Nancy Mace Calls Trump Her ‘Father Figure’ and Sent Polling Numbers to Him in Bid for ‘Approval’

 

(Win McNamee/Pool Photo via AP)

Rep. Nancy Mace (R-SC), the controversial congresswoman running for governor in the Palmetto State, refers to President Donald Trump as her “father figure” and seeks his “approval,” according to a bracing new Politico profile of her.
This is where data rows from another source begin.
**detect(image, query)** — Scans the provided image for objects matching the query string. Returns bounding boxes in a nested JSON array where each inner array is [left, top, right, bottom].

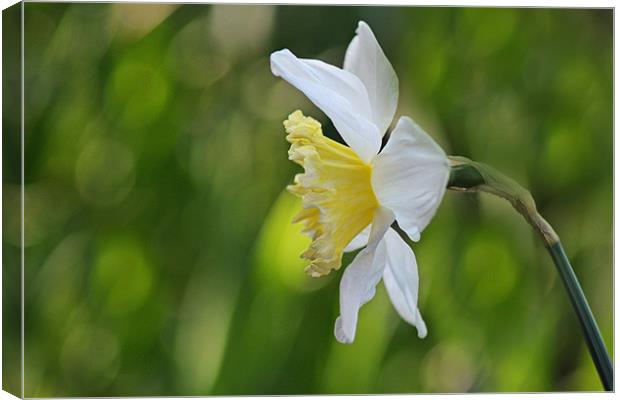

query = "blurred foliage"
[[4, 3, 613, 397]]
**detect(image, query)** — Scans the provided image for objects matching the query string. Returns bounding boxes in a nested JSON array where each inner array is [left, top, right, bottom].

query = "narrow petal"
[[383, 229, 426, 338], [334, 208, 394, 343], [372, 117, 450, 241], [343, 225, 370, 253], [271, 49, 381, 162], [344, 21, 398, 136]]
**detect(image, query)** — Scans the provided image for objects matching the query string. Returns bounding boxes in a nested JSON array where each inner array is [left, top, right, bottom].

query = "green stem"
[[547, 241, 614, 391], [448, 157, 613, 391]]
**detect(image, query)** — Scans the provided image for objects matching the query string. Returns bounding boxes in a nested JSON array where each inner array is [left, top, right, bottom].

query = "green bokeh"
[[4, 3, 613, 397]]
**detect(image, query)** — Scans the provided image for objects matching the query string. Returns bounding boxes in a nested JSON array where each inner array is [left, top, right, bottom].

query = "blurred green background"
[[3, 3, 613, 397]]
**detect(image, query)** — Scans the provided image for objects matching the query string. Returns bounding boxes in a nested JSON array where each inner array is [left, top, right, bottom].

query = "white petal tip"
[[334, 317, 354, 344], [415, 310, 428, 339], [418, 328, 428, 339]]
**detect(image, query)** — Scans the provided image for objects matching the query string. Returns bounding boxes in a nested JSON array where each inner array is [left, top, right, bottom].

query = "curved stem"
[[448, 157, 613, 391]]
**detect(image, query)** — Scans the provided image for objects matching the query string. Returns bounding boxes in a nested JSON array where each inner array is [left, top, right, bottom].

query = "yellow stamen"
[[284, 110, 378, 277]]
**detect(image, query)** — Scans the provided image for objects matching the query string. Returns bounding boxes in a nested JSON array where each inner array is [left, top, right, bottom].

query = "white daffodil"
[[271, 22, 450, 343]]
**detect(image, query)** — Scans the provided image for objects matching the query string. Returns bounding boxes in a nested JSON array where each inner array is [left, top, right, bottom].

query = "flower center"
[[284, 110, 378, 277]]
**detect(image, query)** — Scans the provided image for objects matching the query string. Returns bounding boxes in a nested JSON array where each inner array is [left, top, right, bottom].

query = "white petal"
[[383, 229, 427, 338], [334, 208, 394, 343], [344, 21, 398, 135], [372, 117, 450, 241], [271, 49, 381, 162], [344, 225, 370, 253]]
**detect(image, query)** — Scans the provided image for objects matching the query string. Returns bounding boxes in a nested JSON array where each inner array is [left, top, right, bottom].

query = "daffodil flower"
[[271, 22, 450, 343]]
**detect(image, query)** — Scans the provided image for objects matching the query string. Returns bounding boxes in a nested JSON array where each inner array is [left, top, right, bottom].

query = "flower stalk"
[[447, 156, 613, 391]]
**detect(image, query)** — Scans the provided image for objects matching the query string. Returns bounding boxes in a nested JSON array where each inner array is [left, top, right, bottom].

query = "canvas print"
[[2, 2, 614, 398]]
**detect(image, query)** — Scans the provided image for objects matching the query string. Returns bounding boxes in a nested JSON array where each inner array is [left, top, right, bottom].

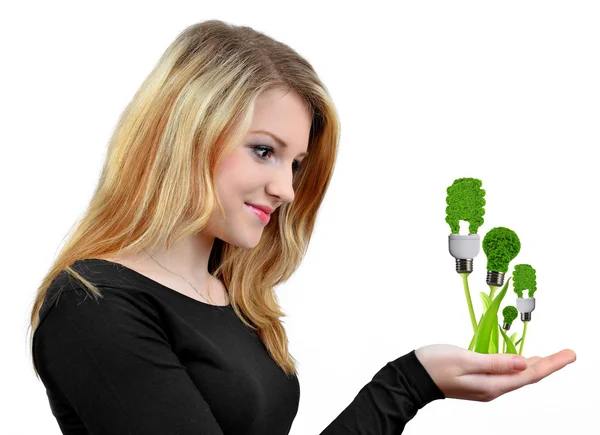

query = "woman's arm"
[[33, 289, 223, 435]]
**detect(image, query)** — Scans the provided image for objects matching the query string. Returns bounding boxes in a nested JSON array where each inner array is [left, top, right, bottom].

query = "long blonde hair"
[[25, 20, 340, 377]]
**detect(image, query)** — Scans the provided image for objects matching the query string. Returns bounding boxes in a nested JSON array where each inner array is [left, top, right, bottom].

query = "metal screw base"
[[485, 270, 504, 287], [456, 258, 473, 273]]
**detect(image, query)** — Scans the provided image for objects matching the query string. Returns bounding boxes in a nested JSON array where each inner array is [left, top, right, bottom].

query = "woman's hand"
[[415, 344, 576, 402]]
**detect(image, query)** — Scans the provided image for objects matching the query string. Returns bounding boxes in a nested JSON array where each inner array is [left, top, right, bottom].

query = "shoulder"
[[39, 262, 161, 334]]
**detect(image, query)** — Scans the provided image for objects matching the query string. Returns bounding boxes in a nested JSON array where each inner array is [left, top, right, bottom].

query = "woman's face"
[[209, 89, 312, 248]]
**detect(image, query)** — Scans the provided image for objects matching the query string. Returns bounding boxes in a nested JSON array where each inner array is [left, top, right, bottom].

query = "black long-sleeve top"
[[32, 259, 445, 435]]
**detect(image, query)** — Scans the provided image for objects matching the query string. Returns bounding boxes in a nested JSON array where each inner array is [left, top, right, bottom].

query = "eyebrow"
[[250, 130, 308, 156]]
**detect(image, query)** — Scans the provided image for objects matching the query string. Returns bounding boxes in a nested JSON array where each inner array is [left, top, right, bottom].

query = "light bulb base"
[[485, 270, 504, 287], [456, 258, 473, 273]]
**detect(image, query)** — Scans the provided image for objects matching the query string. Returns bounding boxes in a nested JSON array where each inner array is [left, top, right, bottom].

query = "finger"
[[465, 351, 527, 374], [490, 349, 577, 395]]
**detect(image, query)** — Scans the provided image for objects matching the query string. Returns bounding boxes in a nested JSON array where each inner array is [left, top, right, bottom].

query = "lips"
[[246, 202, 273, 215]]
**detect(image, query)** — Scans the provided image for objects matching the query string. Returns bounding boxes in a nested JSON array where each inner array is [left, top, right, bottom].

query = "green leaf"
[[498, 325, 518, 354], [488, 320, 500, 354], [479, 292, 492, 311], [475, 278, 511, 353]]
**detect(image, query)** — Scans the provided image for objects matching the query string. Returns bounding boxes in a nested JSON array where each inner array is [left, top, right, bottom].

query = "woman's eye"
[[252, 145, 302, 172]]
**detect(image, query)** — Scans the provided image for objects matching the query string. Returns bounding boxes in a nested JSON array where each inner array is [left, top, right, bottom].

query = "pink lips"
[[244, 203, 271, 224]]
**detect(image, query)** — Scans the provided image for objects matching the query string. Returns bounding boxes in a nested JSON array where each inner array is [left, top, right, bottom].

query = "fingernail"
[[513, 357, 527, 370]]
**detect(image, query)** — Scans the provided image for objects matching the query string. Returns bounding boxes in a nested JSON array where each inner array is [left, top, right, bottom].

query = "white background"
[[0, 0, 600, 435]]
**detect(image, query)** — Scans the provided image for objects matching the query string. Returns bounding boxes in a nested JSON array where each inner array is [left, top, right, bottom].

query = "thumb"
[[469, 352, 527, 374]]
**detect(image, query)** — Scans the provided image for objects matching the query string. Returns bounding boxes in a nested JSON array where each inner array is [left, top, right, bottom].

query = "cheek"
[[215, 153, 247, 203]]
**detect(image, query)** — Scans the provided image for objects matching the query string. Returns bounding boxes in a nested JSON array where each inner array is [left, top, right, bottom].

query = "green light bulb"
[[482, 227, 521, 287], [446, 178, 485, 273]]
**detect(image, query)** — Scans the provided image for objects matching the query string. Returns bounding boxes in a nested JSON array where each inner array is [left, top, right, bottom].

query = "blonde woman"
[[30, 20, 575, 435]]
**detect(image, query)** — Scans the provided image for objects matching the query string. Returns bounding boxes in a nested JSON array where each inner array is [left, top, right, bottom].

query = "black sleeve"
[[33, 288, 223, 435], [321, 350, 446, 435]]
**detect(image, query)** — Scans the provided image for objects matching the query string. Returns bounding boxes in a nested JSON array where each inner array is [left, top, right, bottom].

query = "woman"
[[31, 21, 575, 435]]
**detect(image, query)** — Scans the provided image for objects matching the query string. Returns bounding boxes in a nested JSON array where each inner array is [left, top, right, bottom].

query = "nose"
[[267, 165, 295, 203]]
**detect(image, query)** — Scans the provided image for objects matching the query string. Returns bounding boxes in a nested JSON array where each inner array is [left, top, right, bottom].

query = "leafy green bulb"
[[481, 227, 521, 273], [513, 264, 537, 298], [502, 305, 519, 325], [446, 178, 485, 234]]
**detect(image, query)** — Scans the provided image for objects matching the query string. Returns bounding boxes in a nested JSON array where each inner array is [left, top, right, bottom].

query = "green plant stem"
[[460, 273, 477, 333], [490, 285, 498, 300], [519, 322, 529, 355], [468, 286, 498, 350]]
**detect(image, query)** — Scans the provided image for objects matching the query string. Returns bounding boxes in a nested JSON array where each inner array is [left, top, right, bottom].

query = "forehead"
[[250, 88, 312, 152]]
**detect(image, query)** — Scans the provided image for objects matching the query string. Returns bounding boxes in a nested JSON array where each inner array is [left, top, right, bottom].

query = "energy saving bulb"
[[482, 227, 521, 287], [446, 178, 485, 273]]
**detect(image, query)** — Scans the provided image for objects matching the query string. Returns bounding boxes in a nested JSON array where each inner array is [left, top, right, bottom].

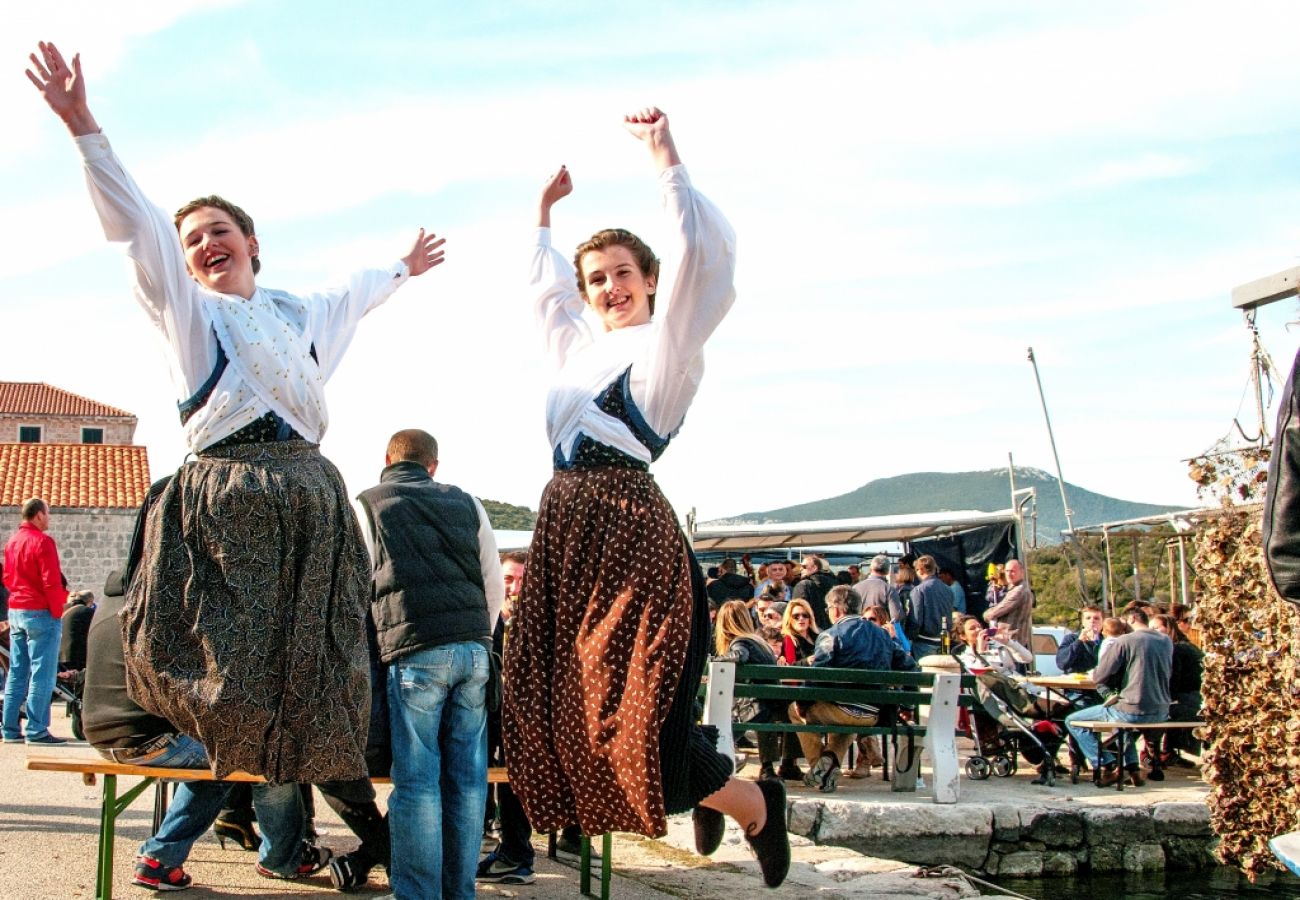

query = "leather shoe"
[[745, 782, 790, 887], [690, 806, 728, 856]]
“She [Mace] sees herself as a victim — as a survivor, as a kind of avenger turning ‘pain into purpose’ in service of other victims, but first and foremost as a victim herself. Her father who didn’t show her enough love, her molestation by a friend of her swim coach when she was 14, her rape when she was 16, her trying time as a student at The Citadel from which she was the first female graduate of its formerly all-male Corps of Cadets, her speech on the floor of the state house about her first rape not quite six years before her speech on the floor of the U.S. House about what she believes was her second — her trauma as she tells it has been and remains not an impediment to her political ascent and appeal but its fulcrum and fuel,” wrote its author, Michael Kruse. “Her paranoia and her posturing, her antics and her outbursts, her crude talk and her profane provocations, the swings of her political positions, not to mention her moods — the evident consequences of her trauma, mounting, compounding — all of it not only hasn’t stopped her but arguably in some strange ways has helped her. She might be the most Donald Trump-like figure in American politics not named Donald Trump. She, at the very least, she says, considers him a ‘father figure.'”

Kruse drilled down on this dynamic later:

She told me about her fundraising and her polling and the numbers of her followers and her compilation of Google search data and she showed me on the screen of her phone some of the charts that she said she had made. “I did 30 days, I did 90 days, I did a year,” she said. “I’m blue, red is Lindsey Graham, yellow is Tim Scott, green is Nikki Haley,” she said. “I have more name ID and branding than three former people that ran for president,” she said.

“I sent this to the president,” she said.

“You sent all that to your father figure?”

“Mmhmm.”

“Did you send it,” I said, “to your father?”

She stared at me.

“That was cold,” she said. She laughed with a snort. “No,” she said. “I didn’t send it to my dad. I sent it to the other fatherly figure. And I said to him … I don’t know how this happened. I literally said to him in my text, ‘I don’t know how …’”

“So you send that to him hoping for an endorsement,” I said, “or do you send that to him hoping for something more important?”

“What’s more important,” she said, “than an endorsement?”

“Acknowledgment,” I said.

“I think part of it’s acknowledgement,” she said. “Acknowledgment that I’m doing well,” she said. “Approval.”

Mace was elected to the House as a relatively moderate Republican and condemned Trump in no uncertain terms after the January 6 Capitol riot, even going so far as to say he needed to be held “accountable.” She did not, however, vote to impeach him and later endorsed him early in the 2024 GOP presidential primary cycle. Over time, Mace’s politics moved to the right, and she’s become A national figure for her headline-grabbing antics.